From b5b56801508eabdbbd92d4b38baa381dae4e881a Mon Sep 17 00:00:00 2001
From: Aarni Koskela <akx@iki.fi>
Date: Tue, 25 Jul 2023 16:24:24 +0300
Subject: [PATCH] Dead code removal (#48)

* Remove old commented-out attention code

* Mark two functions as likely unused

* Use exists() and default() from sgm.util
---
 sgm/modules/attention.py | 38 ++++----------------------------------
 1 file changed, 4 insertions(+), 34 deletions(-)

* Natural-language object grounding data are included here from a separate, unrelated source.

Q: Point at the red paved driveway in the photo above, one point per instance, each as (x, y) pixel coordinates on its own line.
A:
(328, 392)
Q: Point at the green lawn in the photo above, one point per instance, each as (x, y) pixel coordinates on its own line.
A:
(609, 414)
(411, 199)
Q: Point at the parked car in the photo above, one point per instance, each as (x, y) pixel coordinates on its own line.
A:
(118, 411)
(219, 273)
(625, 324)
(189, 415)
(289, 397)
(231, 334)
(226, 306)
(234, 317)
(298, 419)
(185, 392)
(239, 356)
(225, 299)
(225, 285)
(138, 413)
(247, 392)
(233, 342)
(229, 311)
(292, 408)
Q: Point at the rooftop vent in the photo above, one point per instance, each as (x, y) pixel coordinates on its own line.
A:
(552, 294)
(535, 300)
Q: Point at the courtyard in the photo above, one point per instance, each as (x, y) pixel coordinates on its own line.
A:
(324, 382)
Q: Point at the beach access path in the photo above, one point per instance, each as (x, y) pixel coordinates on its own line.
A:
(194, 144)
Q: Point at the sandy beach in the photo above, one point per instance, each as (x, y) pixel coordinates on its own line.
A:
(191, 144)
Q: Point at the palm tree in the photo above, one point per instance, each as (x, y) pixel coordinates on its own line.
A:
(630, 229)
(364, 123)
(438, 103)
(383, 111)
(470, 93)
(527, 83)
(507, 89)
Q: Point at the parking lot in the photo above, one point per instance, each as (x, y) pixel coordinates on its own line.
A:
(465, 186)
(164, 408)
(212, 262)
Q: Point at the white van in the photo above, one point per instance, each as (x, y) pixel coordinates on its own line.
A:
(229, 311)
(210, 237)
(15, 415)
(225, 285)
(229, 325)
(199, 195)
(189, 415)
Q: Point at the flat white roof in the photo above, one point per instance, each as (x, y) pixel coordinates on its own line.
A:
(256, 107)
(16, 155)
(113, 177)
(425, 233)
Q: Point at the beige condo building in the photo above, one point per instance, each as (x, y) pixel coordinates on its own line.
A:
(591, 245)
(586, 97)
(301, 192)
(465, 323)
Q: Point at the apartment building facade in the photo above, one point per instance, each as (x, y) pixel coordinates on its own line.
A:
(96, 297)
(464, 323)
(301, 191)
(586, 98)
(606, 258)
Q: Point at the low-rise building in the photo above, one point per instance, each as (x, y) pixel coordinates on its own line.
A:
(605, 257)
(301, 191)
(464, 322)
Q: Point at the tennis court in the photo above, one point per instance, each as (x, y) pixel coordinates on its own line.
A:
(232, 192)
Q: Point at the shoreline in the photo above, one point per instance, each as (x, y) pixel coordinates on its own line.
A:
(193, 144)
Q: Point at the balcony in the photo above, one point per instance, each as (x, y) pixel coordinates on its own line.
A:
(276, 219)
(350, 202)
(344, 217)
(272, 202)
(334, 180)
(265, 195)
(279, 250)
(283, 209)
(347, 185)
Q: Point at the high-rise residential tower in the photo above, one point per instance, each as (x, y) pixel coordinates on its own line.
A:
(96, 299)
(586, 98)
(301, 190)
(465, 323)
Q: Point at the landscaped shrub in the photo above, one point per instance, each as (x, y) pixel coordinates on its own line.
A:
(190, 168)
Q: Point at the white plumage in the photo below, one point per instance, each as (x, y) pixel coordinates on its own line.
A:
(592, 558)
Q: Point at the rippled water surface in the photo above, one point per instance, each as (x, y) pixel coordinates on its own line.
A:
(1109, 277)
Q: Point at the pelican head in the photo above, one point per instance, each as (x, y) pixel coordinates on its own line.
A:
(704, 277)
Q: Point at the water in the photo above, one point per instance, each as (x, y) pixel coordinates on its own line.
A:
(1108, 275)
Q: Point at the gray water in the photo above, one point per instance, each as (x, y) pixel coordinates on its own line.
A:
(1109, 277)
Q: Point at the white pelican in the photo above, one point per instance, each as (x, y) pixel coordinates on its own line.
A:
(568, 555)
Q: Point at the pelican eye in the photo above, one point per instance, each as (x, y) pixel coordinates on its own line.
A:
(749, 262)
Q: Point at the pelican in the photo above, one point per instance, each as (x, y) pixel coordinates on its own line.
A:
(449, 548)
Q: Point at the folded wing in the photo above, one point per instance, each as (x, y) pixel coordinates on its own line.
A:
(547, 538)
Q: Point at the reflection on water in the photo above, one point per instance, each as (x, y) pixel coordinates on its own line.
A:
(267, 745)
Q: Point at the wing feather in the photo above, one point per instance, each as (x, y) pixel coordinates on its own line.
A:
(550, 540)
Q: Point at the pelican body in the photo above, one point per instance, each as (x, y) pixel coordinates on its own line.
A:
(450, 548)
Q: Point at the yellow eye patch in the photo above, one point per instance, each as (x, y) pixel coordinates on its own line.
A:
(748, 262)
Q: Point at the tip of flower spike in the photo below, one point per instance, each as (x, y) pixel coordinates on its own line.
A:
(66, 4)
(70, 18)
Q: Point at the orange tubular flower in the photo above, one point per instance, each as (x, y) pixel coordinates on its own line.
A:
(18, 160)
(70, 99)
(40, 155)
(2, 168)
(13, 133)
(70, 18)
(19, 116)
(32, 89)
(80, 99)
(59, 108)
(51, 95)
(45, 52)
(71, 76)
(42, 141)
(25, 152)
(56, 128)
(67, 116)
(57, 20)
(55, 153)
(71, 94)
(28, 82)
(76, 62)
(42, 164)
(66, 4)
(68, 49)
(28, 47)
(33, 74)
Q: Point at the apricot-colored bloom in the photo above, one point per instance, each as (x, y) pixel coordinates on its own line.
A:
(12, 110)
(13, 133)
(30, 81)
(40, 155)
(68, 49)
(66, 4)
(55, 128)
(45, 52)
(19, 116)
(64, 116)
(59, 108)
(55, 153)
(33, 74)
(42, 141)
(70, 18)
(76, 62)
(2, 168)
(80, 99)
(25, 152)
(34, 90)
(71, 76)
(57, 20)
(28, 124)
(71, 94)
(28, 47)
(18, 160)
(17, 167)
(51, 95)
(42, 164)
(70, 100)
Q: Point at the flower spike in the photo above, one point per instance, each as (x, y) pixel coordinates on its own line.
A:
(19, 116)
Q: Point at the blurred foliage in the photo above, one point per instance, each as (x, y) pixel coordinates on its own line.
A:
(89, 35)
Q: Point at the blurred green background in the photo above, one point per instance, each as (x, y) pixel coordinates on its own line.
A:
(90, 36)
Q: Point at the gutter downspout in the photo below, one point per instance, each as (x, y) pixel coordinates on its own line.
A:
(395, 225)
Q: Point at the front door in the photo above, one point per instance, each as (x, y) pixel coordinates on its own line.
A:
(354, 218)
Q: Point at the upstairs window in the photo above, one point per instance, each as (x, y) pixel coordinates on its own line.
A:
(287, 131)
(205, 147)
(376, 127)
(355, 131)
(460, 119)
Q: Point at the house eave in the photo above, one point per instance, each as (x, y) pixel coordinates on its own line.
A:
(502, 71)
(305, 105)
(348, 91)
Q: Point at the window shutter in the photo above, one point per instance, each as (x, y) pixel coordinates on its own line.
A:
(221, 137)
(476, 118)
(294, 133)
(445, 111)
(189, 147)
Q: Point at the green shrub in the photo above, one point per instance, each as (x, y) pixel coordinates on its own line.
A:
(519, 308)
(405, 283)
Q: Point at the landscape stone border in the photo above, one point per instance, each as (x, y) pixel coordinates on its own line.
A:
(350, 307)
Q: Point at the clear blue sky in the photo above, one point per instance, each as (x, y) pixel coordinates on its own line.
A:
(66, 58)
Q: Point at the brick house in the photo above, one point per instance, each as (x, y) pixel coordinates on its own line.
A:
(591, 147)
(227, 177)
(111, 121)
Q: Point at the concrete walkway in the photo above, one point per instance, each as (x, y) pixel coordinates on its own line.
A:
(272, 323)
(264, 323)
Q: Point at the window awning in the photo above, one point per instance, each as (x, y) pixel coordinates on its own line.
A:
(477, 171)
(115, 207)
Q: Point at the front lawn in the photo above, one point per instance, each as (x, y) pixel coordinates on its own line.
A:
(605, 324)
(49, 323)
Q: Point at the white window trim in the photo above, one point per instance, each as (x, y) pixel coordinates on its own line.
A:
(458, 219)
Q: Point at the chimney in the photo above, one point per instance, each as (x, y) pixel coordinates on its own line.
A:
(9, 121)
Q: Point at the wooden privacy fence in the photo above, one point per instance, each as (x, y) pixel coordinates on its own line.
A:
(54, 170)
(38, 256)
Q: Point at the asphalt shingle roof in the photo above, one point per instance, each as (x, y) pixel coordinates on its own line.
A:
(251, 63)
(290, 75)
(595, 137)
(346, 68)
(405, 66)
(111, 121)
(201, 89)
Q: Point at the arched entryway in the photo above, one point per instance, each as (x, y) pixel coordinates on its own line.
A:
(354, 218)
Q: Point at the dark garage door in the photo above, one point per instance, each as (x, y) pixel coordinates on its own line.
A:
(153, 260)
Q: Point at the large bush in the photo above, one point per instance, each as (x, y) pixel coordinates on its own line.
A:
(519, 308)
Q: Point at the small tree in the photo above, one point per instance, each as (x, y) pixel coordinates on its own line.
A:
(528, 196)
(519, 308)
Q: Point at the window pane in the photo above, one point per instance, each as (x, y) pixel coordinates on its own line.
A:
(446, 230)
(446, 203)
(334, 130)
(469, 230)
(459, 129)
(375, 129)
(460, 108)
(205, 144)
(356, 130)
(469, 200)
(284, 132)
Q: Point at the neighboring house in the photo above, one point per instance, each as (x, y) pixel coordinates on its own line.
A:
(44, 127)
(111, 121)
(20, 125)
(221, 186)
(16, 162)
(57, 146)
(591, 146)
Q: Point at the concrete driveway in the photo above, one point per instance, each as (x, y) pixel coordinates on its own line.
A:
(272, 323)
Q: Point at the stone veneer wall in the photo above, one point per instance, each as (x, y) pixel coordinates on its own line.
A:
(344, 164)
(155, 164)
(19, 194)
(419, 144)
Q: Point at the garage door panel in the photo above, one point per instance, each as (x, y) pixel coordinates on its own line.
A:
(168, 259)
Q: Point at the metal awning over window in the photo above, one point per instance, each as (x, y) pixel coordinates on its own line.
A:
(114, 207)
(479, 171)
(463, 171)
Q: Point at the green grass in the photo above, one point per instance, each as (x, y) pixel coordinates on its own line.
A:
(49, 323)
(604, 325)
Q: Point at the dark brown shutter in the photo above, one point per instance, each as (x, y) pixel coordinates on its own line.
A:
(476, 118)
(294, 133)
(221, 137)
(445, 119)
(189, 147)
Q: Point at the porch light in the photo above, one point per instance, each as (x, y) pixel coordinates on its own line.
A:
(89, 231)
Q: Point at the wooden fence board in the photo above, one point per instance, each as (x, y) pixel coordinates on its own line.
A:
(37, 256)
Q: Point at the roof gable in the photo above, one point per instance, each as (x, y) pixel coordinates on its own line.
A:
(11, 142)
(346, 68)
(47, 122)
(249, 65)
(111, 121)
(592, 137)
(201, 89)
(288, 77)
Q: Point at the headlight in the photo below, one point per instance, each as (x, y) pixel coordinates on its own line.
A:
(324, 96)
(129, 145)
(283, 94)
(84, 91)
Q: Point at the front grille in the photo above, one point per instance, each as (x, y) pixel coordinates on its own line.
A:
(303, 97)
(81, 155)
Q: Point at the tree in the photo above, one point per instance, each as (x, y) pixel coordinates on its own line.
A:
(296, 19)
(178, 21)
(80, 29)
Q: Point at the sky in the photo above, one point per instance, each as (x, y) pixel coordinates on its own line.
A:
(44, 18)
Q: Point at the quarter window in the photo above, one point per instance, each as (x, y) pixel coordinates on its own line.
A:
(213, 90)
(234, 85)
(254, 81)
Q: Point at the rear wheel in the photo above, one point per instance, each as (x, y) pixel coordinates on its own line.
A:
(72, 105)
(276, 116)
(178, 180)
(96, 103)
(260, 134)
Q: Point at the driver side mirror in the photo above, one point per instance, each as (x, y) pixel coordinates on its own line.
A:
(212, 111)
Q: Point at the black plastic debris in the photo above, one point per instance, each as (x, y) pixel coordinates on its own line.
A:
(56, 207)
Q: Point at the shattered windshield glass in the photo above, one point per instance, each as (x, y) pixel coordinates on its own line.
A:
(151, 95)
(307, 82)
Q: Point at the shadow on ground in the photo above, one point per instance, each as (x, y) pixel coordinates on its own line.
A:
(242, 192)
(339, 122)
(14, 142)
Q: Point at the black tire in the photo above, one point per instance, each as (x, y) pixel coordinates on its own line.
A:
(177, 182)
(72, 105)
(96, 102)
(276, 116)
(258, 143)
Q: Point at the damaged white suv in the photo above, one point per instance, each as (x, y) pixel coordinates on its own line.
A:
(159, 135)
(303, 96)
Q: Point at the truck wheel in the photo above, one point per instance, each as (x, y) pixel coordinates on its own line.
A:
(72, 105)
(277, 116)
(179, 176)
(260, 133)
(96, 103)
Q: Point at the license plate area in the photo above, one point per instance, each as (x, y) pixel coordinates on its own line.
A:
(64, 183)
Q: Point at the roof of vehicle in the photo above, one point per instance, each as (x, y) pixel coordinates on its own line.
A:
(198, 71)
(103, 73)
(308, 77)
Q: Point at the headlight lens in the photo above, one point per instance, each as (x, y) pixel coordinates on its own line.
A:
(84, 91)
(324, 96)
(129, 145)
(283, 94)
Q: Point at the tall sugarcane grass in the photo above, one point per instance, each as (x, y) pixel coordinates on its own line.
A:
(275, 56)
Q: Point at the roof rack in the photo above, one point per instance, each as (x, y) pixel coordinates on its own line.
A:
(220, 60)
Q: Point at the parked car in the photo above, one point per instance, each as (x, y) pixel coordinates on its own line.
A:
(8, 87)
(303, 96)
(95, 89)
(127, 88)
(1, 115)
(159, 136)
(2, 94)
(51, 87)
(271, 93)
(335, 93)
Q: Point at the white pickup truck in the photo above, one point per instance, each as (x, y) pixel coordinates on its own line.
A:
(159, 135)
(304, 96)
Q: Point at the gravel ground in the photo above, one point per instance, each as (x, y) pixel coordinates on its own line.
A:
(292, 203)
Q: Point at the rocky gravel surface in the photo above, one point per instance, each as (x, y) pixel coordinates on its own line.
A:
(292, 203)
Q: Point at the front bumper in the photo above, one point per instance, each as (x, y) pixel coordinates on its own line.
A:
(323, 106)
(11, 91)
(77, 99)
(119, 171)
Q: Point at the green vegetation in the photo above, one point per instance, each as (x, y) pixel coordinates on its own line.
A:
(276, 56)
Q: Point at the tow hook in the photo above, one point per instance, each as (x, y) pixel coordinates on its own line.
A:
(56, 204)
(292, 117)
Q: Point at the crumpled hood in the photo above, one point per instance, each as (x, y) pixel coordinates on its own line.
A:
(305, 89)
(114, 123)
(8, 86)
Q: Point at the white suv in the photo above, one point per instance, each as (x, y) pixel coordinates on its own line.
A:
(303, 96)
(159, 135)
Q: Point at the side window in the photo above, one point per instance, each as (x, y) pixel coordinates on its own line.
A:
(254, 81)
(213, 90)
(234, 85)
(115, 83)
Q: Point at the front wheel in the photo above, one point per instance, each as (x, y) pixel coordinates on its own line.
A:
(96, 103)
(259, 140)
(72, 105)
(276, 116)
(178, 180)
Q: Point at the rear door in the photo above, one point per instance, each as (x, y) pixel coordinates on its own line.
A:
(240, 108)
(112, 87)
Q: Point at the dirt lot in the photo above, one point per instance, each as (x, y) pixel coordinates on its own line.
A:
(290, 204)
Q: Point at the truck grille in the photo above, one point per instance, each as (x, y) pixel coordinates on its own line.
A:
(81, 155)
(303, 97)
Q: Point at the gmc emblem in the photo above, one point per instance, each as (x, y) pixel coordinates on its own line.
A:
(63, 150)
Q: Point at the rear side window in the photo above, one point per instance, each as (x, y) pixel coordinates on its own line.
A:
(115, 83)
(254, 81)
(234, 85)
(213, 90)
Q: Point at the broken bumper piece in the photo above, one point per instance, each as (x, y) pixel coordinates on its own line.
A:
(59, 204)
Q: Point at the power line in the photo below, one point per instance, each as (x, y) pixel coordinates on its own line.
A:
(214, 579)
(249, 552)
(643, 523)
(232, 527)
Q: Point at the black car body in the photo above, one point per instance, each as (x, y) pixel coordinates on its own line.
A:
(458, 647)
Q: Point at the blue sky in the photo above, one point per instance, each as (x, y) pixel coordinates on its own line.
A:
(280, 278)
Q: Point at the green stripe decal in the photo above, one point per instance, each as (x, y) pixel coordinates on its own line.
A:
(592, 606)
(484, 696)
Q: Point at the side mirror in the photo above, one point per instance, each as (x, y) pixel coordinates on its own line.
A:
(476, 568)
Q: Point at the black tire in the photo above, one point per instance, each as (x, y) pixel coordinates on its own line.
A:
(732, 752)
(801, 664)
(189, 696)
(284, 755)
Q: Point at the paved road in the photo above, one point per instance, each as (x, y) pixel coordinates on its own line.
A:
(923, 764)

diff --git a/sgm/modules/attention.py b/sgm/modules/attention.py
index 38af6e65..4cd2908d 100644
--- a/sgm/modules/attention.py
+++ b/sgm/modules/attention.py
@@ -1,6 +1,5 @@
 import logging
 import math
-from inspect import isfunction
 from typing import Any, Optional
 
 import torch
@@ -8,6 +7,8 @@
 from einops import rearrange, repeat
 from packaging import version
 from torch import nn
+from ..util import exists, default
+
 
 
 logger = logging.getLogger(__name__)
@@ -58,25 +59,11 @@
 from .diffusionmodules.util import checkpoint
 
 
-def exists(val):
-    return val is not None
-
-
-def uniq(arr):
+def uniq(arr):  # TODO: this seems unused
     return {el: True for el in arr}.keys()
 
 
-def default(val, d):
-    if exists(val):
-        return val
-    return d() if isfunction(d) else d
-
-
-def max_neg_value(t):
-    return -torch.finfo(t.dtype).max
-
-
-def init_(tensor):
+def init_(tensor):  # TODO: this seems unused
     dim = tensor.shape[-1]
     std = 1 / math.sqrt(dim)
     tensor.uniform_(-std, std)
@@ -256,23 +243,6 @@ def forward(
 
         q, k, v = map(lambda t: rearrange(t, "b n (h d) -> b h n d", h=h), (q, k, v))
 
-        ## old
-        """
-        sim = einsum('b i d, b j d -> b i j', q, k) * self.scale
-        del q, k
-
-        if exists(mask):
-            mask = rearrange(mask, 'b ... -> b (...)')
-            max_neg_value = -torch.finfo(sim.dtype).max
-            mask = repeat(mask, 'b j -> (b h) () j', h=h)
-            sim.masked_fill_(~mask, max_neg_value)
-
-        # attention, what we cannot get enough of
-        sim = sim.softmax(dim=-1)
-
-        out = einsum('b i j, b j d -> b i d', sim, v)
-        """
-        ## new
         with sdp_kernel(**BACKEND_MAP[self.backend]):
             # print("dispatching into backend", self.backend, "q/k/v shape: ", q.shape, k.shape, v.shape)
             out = F.scaled_dot_product_attention(